No, Me First!

I go as long as possible between reboots of servers and even my notebook. I've seen various configurations of hotplug and udev cross my Debian machines between reboots, so when I recently rebooted the server, I found my 3 network cards reordered, and hence mostly dysfunctional -- The network configs were trying to serve DHCP to the outside, find the cablemodem on the LAN, and the firewall was just completely backwards. I had seen the same thing happen occassoinally on my notebook, but the stakes aren't as high there.

The modules for my NICs were automatically being loaded in varying orders by hotplug or udev, and that ordering directly affected the interface names they were assigned, so I needed to disable the automatic load of these modules.
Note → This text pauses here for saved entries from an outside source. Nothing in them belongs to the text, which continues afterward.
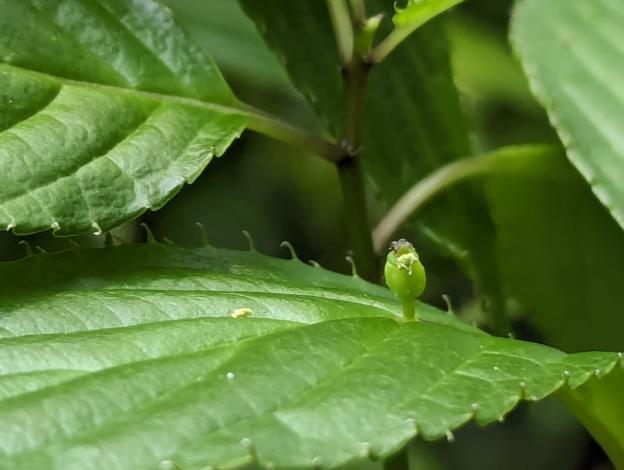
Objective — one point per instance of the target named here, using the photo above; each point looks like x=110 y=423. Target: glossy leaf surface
x=130 y=357
x=106 y=110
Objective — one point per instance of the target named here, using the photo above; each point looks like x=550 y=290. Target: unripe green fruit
x=405 y=275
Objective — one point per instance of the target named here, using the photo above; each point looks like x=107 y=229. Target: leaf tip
x=291 y=249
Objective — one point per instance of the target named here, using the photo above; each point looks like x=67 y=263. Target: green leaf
x=232 y=40
x=106 y=110
x=413 y=120
x=418 y=12
x=561 y=257
x=560 y=253
x=129 y=357
x=572 y=53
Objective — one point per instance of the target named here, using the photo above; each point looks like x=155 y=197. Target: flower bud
x=405 y=275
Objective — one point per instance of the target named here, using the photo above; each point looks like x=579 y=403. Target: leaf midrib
x=237 y=106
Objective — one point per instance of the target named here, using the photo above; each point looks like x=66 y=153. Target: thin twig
x=442 y=178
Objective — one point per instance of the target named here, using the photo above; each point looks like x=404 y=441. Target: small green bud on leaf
x=405 y=275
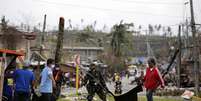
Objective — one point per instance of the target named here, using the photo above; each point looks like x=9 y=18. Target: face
x=150 y=64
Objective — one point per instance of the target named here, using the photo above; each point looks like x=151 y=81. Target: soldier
x=95 y=83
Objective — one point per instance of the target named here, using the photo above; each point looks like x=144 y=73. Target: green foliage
x=121 y=39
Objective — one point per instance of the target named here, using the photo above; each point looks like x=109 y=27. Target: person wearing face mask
x=47 y=81
x=24 y=81
x=152 y=79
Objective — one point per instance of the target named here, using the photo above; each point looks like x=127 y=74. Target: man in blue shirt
x=47 y=81
x=24 y=80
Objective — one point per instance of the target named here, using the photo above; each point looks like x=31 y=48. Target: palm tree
x=120 y=38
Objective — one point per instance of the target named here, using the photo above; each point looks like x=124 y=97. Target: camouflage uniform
x=95 y=84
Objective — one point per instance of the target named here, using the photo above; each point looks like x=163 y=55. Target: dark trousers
x=46 y=97
x=21 y=96
x=149 y=94
x=95 y=89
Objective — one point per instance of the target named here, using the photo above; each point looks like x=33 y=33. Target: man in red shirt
x=152 y=79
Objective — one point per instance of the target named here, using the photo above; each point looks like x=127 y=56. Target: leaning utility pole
x=60 y=37
x=179 y=58
x=195 y=50
x=43 y=33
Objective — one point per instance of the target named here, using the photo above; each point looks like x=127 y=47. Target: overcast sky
x=105 y=12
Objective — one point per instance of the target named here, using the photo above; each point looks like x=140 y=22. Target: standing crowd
x=50 y=83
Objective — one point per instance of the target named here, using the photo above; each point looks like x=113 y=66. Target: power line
x=148 y=2
x=106 y=9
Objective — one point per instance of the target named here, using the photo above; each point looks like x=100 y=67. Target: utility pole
x=179 y=58
x=195 y=49
x=60 y=38
x=43 y=33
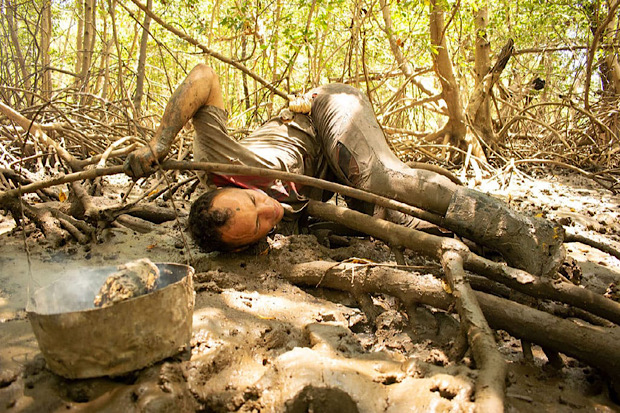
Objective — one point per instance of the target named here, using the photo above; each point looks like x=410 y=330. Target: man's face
x=254 y=215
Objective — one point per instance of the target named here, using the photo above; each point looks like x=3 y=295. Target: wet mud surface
x=261 y=344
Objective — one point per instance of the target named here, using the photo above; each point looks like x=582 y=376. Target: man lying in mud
x=337 y=138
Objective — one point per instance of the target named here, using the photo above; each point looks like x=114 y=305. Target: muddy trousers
x=358 y=154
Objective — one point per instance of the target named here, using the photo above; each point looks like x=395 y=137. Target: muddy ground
x=261 y=344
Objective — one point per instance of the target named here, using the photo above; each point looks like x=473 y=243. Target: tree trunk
x=21 y=61
x=137 y=99
x=46 y=34
x=79 y=38
x=456 y=128
x=482 y=63
x=87 y=45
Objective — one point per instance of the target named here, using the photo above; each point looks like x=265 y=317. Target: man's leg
x=358 y=152
x=199 y=89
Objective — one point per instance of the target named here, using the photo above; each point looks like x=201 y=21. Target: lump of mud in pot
x=131 y=280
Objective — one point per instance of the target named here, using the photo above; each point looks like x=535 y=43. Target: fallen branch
x=538 y=287
x=595 y=346
x=571 y=237
x=491 y=381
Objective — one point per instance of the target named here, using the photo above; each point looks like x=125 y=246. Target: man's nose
x=264 y=209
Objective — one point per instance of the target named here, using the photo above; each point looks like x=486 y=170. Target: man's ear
x=241 y=248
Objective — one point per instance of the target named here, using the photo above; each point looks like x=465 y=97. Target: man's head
x=230 y=219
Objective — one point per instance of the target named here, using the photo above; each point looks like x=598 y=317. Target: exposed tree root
x=593 y=345
x=491 y=382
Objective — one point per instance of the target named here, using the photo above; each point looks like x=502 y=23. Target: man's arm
x=201 y=87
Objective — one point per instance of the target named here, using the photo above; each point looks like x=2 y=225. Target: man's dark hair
x=205 y=222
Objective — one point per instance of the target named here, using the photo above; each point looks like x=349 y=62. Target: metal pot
x=81 y=341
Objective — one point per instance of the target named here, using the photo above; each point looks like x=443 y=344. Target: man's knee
x=204 y=72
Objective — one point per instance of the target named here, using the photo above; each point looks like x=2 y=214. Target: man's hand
x=140 y=163
x=299 y=104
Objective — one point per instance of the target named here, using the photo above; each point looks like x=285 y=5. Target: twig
x=572 y=237
x=490 y=384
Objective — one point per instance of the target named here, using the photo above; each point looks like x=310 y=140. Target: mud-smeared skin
x=261 y=343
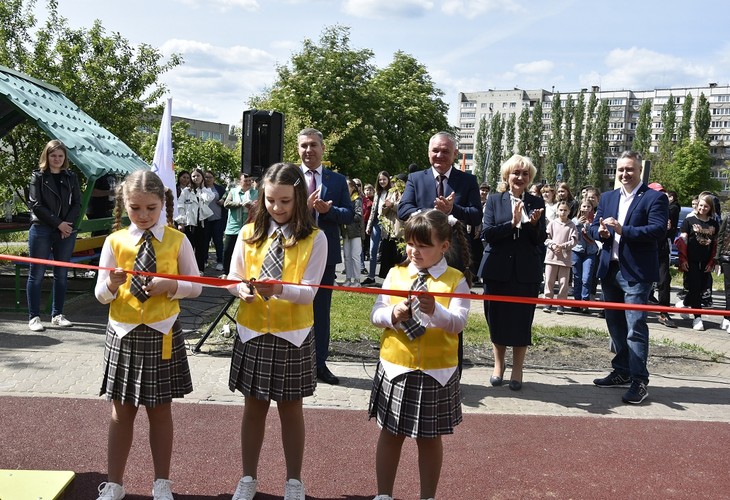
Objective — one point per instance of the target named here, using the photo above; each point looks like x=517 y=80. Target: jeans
x=42 y=242
x=375 y=236
x=628 y=329
x=583 y=265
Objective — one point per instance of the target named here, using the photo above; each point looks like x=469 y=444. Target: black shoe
x=665 y=320
x=636 y=393
x=614 y=379
x=325 y=375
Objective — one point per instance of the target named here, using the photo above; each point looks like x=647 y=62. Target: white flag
x=162 y=162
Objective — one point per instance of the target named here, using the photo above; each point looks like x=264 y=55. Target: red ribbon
x=218 y=282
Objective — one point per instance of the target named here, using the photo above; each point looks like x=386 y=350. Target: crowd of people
x=435 y=233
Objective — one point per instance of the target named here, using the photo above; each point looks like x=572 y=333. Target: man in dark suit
x=333 y=208
x=630 y=222
x=447 y=189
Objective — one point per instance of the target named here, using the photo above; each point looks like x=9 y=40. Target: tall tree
x=523 y=131
x=702 y=118
x=578 y=170
x=509 y=136
x=116 y=83
x=599 y=148
x=495 y=149
x=685 y=125
x=480 y=153
x=565 y=146
x=690 y=171
x=554 y=154
x=642 y=138
x=588 y=136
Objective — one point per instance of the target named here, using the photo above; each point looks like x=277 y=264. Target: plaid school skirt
x=415 y=404
x=271 y=368
x=134 y=371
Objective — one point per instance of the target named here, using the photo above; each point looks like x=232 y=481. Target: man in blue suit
x=630 y=222
x=333 y=208
x=449 y=190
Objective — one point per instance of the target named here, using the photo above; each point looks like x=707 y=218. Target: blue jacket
x=645 y=225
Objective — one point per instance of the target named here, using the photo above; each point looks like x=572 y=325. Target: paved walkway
x=68 y=363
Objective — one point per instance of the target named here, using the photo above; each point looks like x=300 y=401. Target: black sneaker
x=614 y=379
x=636 y=393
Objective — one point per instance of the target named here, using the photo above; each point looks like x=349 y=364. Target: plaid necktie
x=413 y=327
x=274 y=259
x=145 y=261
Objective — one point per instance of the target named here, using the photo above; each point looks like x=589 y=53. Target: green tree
x=523 y=131
x=690 y=171
x=702 y=118
x=599 y=148
x=495 y=149
x=509 y=135
x=111 y=80
x=480 y=153
x=642 y=138
x=578 y=170
x=554 y=154
x=685 y=125
x=588 y=136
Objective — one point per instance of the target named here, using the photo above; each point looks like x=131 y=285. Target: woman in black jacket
x=54 y=199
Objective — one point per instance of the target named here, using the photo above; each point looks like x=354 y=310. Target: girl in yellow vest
x=416 y=386
x=273 y=353
x=144 y=359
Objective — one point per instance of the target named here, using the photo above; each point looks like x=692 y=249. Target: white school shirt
x=297 y=294
x=451 y=319
x=186 y=265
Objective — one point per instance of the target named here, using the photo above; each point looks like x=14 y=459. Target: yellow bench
x=33 y=484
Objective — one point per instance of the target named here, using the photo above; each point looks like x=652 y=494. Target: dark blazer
x=512 y=253
x=334 y=188
x=420 y=193
x=645 y=225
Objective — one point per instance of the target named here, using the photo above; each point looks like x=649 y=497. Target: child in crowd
x=352 y=238
x=562 y=237
x=273 y=353
x=698 y=236
x=584 y=255
x=416 y=385
x=144 y=362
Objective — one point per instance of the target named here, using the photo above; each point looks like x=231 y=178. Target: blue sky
x=231 y=47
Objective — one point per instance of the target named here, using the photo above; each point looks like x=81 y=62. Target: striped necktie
x=413 y=327
x=145 y=261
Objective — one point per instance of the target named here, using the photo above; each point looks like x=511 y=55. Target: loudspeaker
x=263 y=141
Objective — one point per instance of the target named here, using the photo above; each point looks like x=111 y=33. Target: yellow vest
x=276 y=315
x=436 y=348
x=126 y=308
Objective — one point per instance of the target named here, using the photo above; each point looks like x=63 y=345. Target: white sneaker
x=294 y=490
x=61 y=320
x=35 y=324
x=246 y=489
x=111 y=491
x=698 y=325
x=162 y=490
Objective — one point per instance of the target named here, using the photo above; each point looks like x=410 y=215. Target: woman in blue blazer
x=513 y=230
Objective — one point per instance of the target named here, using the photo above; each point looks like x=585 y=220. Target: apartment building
x=624 y=114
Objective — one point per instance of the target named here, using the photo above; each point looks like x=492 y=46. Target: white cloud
x=638 y=68
x=475 y=8
x=224 y=5
x=535 y=67
x=384 y=9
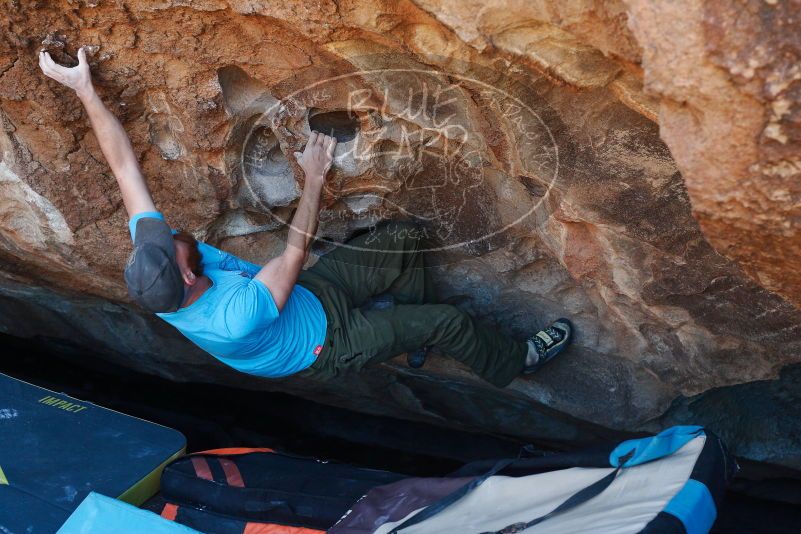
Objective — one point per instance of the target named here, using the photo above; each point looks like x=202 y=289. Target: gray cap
x=153 y=278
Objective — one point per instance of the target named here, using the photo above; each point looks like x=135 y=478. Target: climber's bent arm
x=111 y=136
x=281 y=273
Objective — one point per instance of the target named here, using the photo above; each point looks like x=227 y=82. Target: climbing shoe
x=546 y=344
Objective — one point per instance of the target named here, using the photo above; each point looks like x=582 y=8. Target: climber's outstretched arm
x=113 y=140
x=281 y=273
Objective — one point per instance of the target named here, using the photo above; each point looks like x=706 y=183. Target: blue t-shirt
x=236 y=319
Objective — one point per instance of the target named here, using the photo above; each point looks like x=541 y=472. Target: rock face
x=550 y=181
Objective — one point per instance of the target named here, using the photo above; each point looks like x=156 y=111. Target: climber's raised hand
x=77 y=78
x=317 y=157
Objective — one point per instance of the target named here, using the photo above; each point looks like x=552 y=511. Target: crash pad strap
x=434 y=508
x=580 y=497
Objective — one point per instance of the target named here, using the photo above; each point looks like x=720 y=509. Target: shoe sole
x=561 y=348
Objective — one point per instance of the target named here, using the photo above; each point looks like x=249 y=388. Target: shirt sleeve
x=142 y=215
x=250 y=307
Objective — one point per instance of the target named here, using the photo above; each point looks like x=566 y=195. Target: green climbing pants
x=389 y=259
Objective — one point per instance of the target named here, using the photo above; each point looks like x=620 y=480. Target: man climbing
x=278 y=320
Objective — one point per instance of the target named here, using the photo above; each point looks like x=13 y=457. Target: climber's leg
x=369 y=337
x=386 y=259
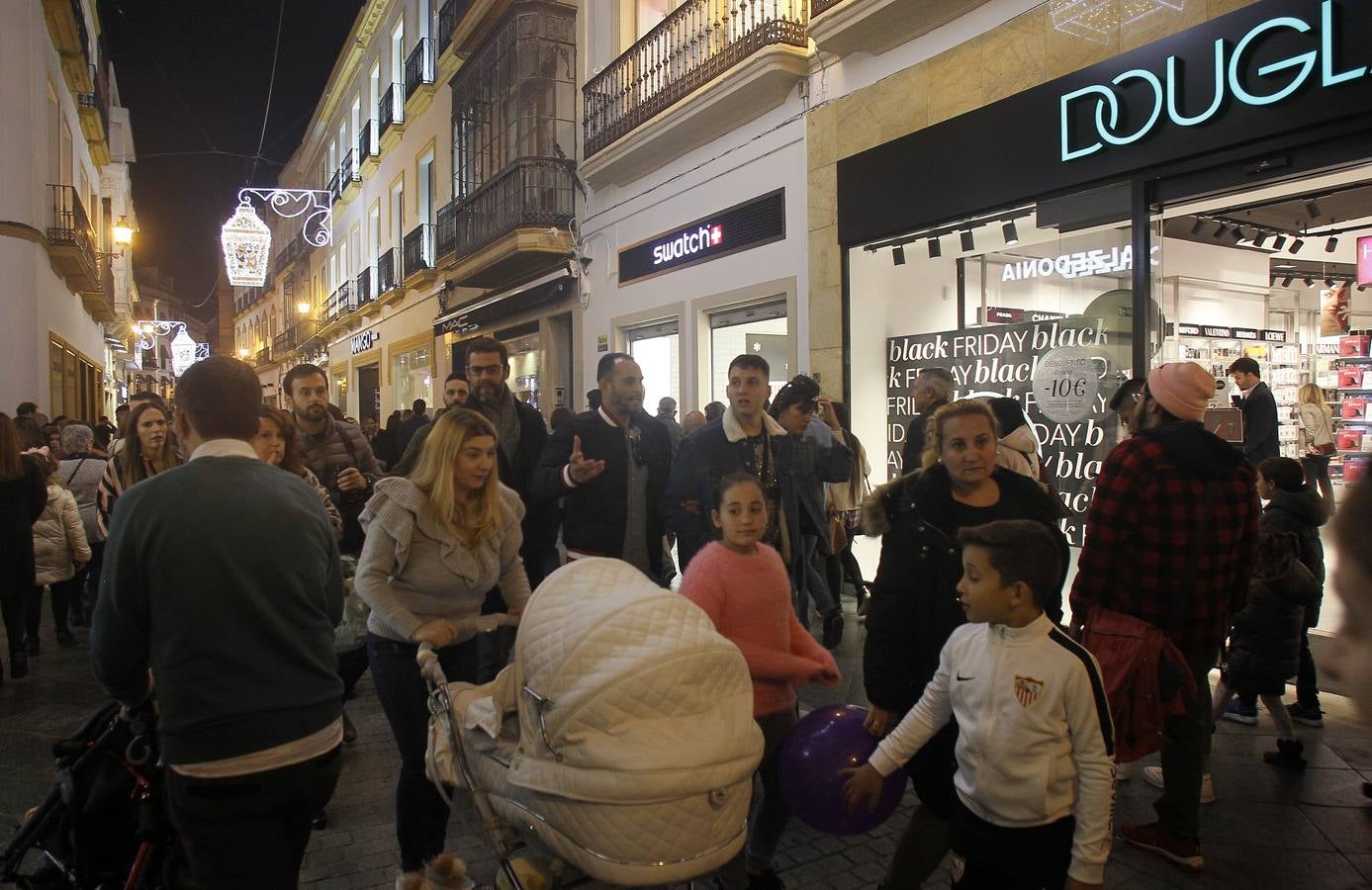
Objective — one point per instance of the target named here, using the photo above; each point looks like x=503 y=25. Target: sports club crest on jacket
x=1027 y=690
Old hotplug allowed me to list them in /etc/hotplug/blacklist.d/, but that's no longer used by udev when it replaced hotplug in Debian.

After some reading in debian-user archives around the time they made this switch, I figured out that I could blacklist the modules in /etc/modprobe.d/. At first glance, this seemed like a bad idea, because it could keep me from ever loading these modules. In reality, the blacklist only disables loading the modules by an alias name. If I load them with modprobe explicitly the blacklist is not applied and I will still be able to load the driver. Listing the modules in /etc/modules works as well, so I can have them loaded there in the order I define, and the interfaces are always as I expect...until the next change, anyway.

Linux 2.6.14 is looking good now on my server and notebook.